Radical feminism is no different, and calling what serves as the current Western role for mothers, or my four-inch heels, tools for patriarchy really isn’t that radical. It’s examination and self-criticism that maybe doesn’t happen too much because we’re busy attacking misogynists that live outside feminism-country (necessary, valid, worthwhile, just to be clear). But when someone on your side points something that could be problematic out, and you go buckwild? I don’t know, it reminds me of when we point out sexist behavior by Good Lib’rul Guys and get bombed out for it.
Pot, kettle. Meet. Talk amongst y’selves.


Hi Deanna. I’m not a parent, so I was a bit confused when I saw that you’re linking to my response to Twisty with the words “all mothers everywhere.” Maybe you’re mixing me up with someone else?
As for your general sentiment – well, as much as I appreciate the good of Twisty’s writing, I more often find myself marveling at the bad. I don’t think that her brand of radical feminism is particularly progressive or helpful to people outside of her loyal commentariat. And no, I wouldn’t consider myself to be the pot to Twisty’s kettle, considering the fact that I do not view her as someone who is on my side. Same ballpark? Sure, but more often I simply walk away from Twisty’s blog with the impression that it all boils down to – “and you, patriarchy-pleasing fembot, will be SORRY one day.”

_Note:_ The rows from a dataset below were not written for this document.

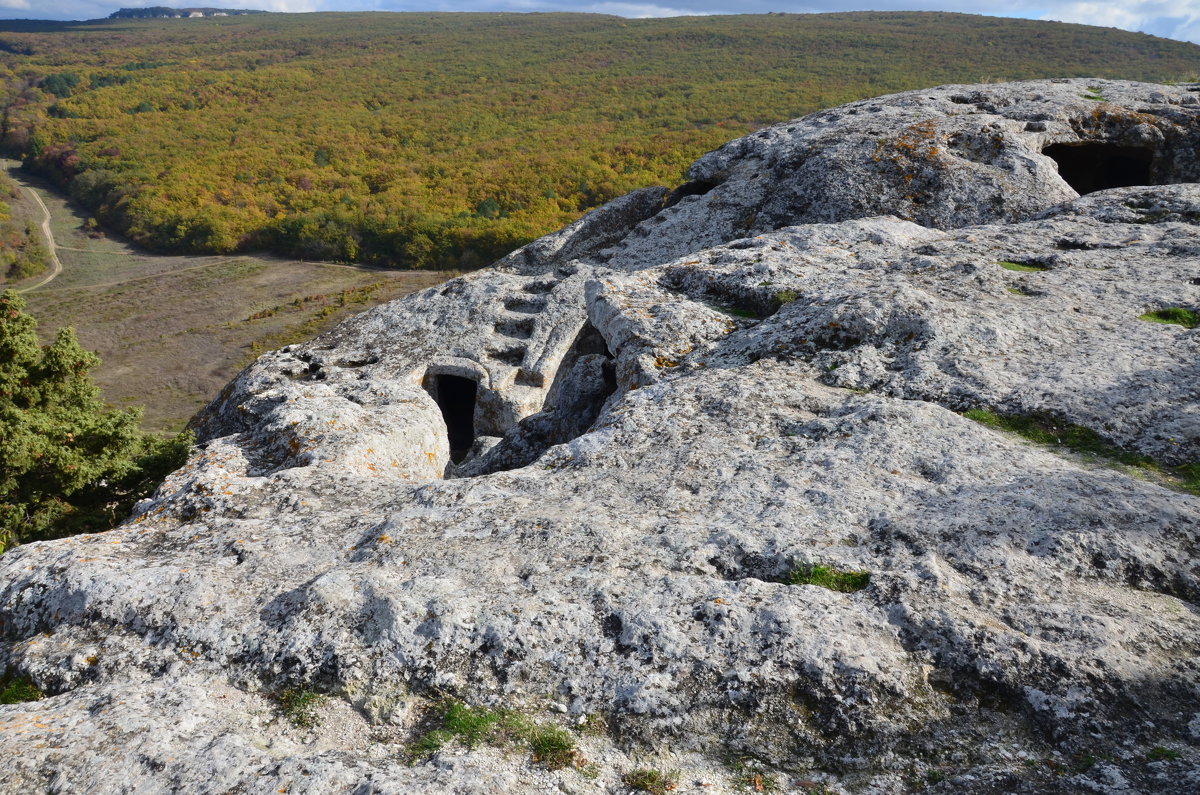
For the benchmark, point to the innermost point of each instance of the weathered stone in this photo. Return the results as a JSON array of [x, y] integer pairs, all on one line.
[[577, 484]]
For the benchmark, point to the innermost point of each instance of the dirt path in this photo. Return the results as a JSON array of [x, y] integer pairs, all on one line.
[[55, 264]]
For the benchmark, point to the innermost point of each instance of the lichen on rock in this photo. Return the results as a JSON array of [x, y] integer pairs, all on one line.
[[577, 484]]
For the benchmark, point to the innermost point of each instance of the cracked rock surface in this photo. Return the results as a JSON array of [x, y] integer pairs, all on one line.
[[579, 484]]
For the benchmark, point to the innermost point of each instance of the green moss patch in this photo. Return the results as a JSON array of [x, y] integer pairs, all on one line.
[[829, 578], [655, 782], [300, 707], [1175, 315], [1047, 430], [1021, 267], [19, 691], [473, 725]]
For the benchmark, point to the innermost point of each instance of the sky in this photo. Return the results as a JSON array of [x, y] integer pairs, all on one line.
[[1168, 18]]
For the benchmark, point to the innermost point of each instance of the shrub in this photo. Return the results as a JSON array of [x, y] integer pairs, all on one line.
[[67, 464]]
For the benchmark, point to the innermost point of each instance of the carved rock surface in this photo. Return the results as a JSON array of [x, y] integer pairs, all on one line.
[[576, 484]]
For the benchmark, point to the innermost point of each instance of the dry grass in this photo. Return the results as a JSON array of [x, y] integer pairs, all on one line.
[[172, 330]]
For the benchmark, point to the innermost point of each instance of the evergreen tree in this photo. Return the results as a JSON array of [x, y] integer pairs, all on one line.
[[67, 462]]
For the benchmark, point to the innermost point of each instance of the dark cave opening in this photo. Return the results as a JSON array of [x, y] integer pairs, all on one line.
[[1091, 167], [455, 396]]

Hey Natalia, thanks for coming over. I may have confused you, yes– but I felt like your post was the most thorough of the arguments I saw in the “con” department. (and I mean that as a compliment. ;-) )
As for the quality of writing, I think this is ultimately a taste issue. As I mentioned, I don’t agree with her often. But I think it’s fabulous that she’s putting her stuff out there, and while she’s not the only great radfem blogger, she totally has my sense of humor and I dig it. I might be sorry one day, but hell, I’ll have had a good time.
:)
The quality of Twisty’s writing is always excellent. It’s the *sentiment* that I, unfortunately, find myself in disagreement with.

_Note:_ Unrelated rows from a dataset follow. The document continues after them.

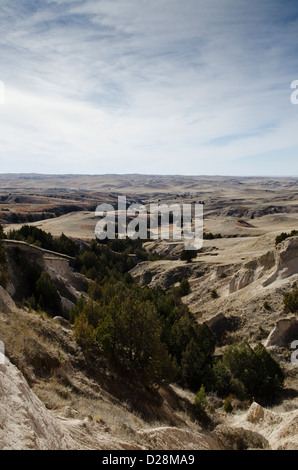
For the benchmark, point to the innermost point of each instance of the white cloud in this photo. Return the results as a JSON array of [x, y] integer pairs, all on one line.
[[145, 86]]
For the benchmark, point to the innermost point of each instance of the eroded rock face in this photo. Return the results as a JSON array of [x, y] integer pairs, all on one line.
[[286, 260], [255, 413], [6, 302], [252, 271], [285, 330]]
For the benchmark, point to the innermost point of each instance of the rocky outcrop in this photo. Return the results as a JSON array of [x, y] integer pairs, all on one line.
[[252, 271], [285, 331], [26, 261], [286, 261], [6, 302], [280, 430]]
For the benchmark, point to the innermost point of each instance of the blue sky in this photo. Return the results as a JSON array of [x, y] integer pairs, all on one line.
[[149, 86]]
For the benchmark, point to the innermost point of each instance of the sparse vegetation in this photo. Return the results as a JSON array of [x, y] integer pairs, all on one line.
[[201, 401], [3, 273], [228, 407], [38, 237], [284, 235], [290, 300], [214, 294], [250, 373]]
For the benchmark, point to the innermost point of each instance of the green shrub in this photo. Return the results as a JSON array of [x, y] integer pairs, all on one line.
[[228, 407], [260, 375], [201, 401], [283, 236]]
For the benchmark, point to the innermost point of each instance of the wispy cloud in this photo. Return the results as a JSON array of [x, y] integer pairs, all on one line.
[[147, 86]]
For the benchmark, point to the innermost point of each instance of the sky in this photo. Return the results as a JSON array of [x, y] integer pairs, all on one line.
[[199, 87]]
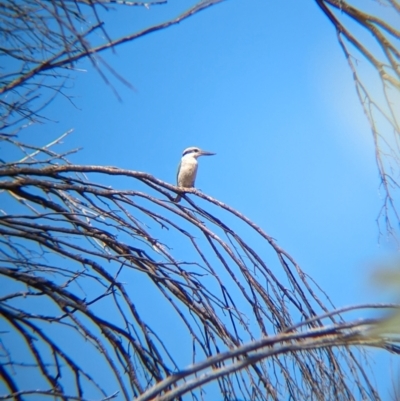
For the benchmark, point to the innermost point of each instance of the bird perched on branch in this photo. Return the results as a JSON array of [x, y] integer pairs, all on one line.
[[187, 169]]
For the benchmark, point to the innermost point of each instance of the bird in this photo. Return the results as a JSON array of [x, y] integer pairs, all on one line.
[[187, 169]]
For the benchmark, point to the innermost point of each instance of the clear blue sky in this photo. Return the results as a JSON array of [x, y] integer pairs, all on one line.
[[266, 86]]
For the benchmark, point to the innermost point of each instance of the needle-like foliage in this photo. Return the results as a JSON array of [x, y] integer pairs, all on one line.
[[120, 292]]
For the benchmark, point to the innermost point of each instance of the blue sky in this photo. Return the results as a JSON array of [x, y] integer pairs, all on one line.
[[266, 86]]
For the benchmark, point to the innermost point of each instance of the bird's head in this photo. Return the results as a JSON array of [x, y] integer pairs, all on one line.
[[196, 152]]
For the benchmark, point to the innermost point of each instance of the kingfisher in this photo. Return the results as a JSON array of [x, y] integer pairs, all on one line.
[[187, 169]]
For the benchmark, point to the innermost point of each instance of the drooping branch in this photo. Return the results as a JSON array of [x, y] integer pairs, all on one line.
[[381, 109], [80, 247]]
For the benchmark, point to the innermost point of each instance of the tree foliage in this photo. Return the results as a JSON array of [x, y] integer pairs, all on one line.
[[79, 259]]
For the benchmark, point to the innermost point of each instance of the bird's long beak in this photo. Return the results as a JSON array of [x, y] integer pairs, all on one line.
[[205, 153]]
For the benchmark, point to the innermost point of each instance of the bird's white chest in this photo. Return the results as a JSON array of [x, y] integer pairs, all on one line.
[[187, 172]]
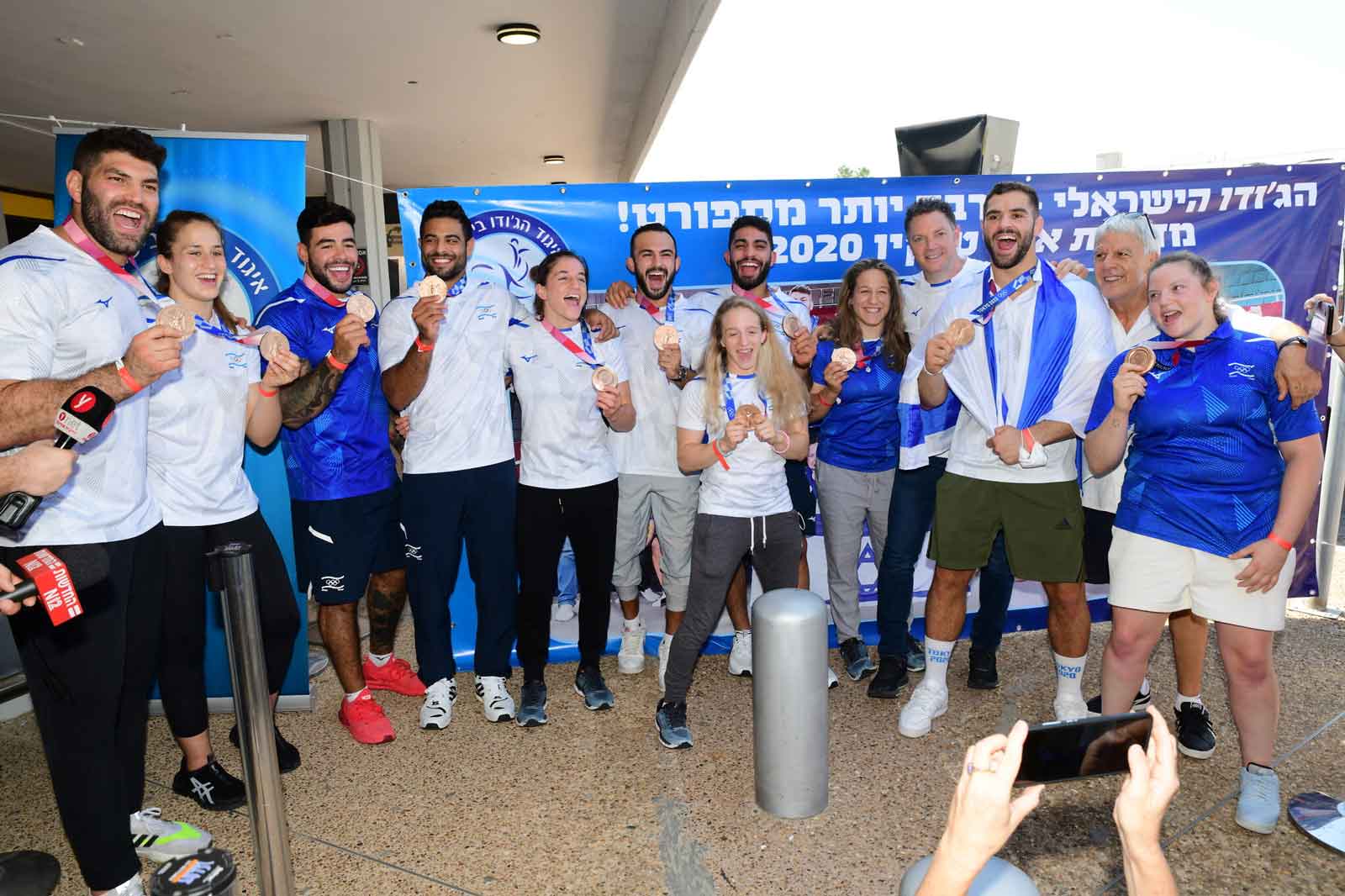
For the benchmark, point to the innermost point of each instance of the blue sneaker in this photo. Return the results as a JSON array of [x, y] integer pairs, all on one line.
[[670, 719], [915, 656], [531, 704], [1258, 804], [589, 685]]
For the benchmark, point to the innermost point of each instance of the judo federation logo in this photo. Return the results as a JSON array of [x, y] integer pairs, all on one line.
[[508, 245]]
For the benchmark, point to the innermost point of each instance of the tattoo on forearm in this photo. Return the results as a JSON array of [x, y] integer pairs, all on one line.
[[309, 396], [385, 603]]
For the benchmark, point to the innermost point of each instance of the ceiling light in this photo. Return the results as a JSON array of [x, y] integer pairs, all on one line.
[[518, 34]]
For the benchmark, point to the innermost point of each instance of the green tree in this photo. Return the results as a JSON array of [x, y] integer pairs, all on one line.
[[847, 171]]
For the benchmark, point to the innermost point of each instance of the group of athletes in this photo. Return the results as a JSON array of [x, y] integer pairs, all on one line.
[[957, 403]]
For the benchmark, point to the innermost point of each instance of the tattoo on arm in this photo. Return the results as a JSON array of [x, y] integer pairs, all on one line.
[[309, 396]]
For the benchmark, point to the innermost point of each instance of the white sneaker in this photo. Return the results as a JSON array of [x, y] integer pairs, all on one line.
[[927, 703], [437, 709], [129, 888], [1069, 707], [740, 658], [665, 647], [630, 661], [161, 841], [495, 700]]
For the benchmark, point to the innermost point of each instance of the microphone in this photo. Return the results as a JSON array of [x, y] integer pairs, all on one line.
[[82, 417], [51, 579]]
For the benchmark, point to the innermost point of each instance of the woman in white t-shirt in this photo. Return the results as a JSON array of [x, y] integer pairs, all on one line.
[[199, 416], [573, 389], [739, 421]]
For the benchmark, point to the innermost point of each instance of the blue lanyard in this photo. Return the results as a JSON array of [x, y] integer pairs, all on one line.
[[731, 407], [982, 313]]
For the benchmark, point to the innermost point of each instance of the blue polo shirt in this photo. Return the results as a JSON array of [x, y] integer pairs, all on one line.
[[342, 452], [861, 430], [1204, 468]]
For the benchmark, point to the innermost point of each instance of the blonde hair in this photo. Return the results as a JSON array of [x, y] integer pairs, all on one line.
[[777, 380]]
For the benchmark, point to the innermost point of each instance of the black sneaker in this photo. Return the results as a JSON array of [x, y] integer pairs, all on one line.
[[213, 788], [589, 685], [1142, 700], [889, 681], [287, 755], [982, 673], [1195, 732], [670, 719], [856, 656]]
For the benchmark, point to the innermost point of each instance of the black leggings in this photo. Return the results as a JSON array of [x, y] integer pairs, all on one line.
[[182, 674], [545, 519]]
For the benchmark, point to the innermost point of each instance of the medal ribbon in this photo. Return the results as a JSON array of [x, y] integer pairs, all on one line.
[[584, 354], [982, 313], [98, 253]]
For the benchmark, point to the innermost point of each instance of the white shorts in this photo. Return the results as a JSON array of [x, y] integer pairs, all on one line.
[[1158, 576]]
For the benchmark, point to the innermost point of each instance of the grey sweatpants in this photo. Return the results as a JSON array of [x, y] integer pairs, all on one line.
[[717, 548], [847, 499]]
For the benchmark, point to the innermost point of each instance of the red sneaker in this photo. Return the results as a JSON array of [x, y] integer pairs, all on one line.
[[394, 676], [367, 720]]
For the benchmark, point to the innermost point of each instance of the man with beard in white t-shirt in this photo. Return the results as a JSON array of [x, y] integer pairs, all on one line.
[[71, 315]]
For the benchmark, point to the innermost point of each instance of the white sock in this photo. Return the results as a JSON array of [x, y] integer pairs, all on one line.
[[1069, 676], [938, 653]]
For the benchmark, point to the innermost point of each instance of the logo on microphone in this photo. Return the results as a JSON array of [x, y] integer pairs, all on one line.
[[82, 401]]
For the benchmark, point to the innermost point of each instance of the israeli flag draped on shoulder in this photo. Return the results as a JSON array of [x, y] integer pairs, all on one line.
[[1052, 376]]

There’s nothing quite like a good writer with whom you disagree, though.
Heh, that kinda reminds me of this blogger meeting with Bill Clinton that I randomly got to be a part of a couple months ago… I just remember sitting there listening to him thinking, “Damn, I disagree with every single thing you’re saying, but I still *really* like you for some reason.”
This is difficult territory, for sure. I’m not a regular reader of Twisty’s, tho clearly we have something in common because I confess to hating heels* and I often find myself wishing I knew more women who didn’t have kids and were likely never going to.
I’m less judgmental about it nowdays — maybe because I’m growing older (I’m now 36), maybe because I’m feeling increasingly burned out on feminist debates and just don’t feel like getting into it anymore, maybe because I realize that there’s just no resolvable answer.
Like you say, let’s hope we’re all being enlightened through these endless feminist blog-wars.
* I only hate the heels, not the person wearing them. (I love you, Deanna!)
Also, good use of the word buckwild!
“I’m often frustrated that mommy-blogging is pointed to as the Grand Phenomenon of Women Online, and I resent that my non-motherhood status is questioned regularly.”
I’m one of those women too. I sometimes feels like I am left out of two conversations–women with children and men, but I’m fine with it most of the time. Going to BlogHer last year put me front and center with the idea that I am so NOT the blogger mainstream cares about because exhibitors definitely weren’t interested in my childless ass. That helped me define myself so it was a very useful experience. I came away thinking I’m a woman who is an activist blogger, not a woman who blogs if that makes sense.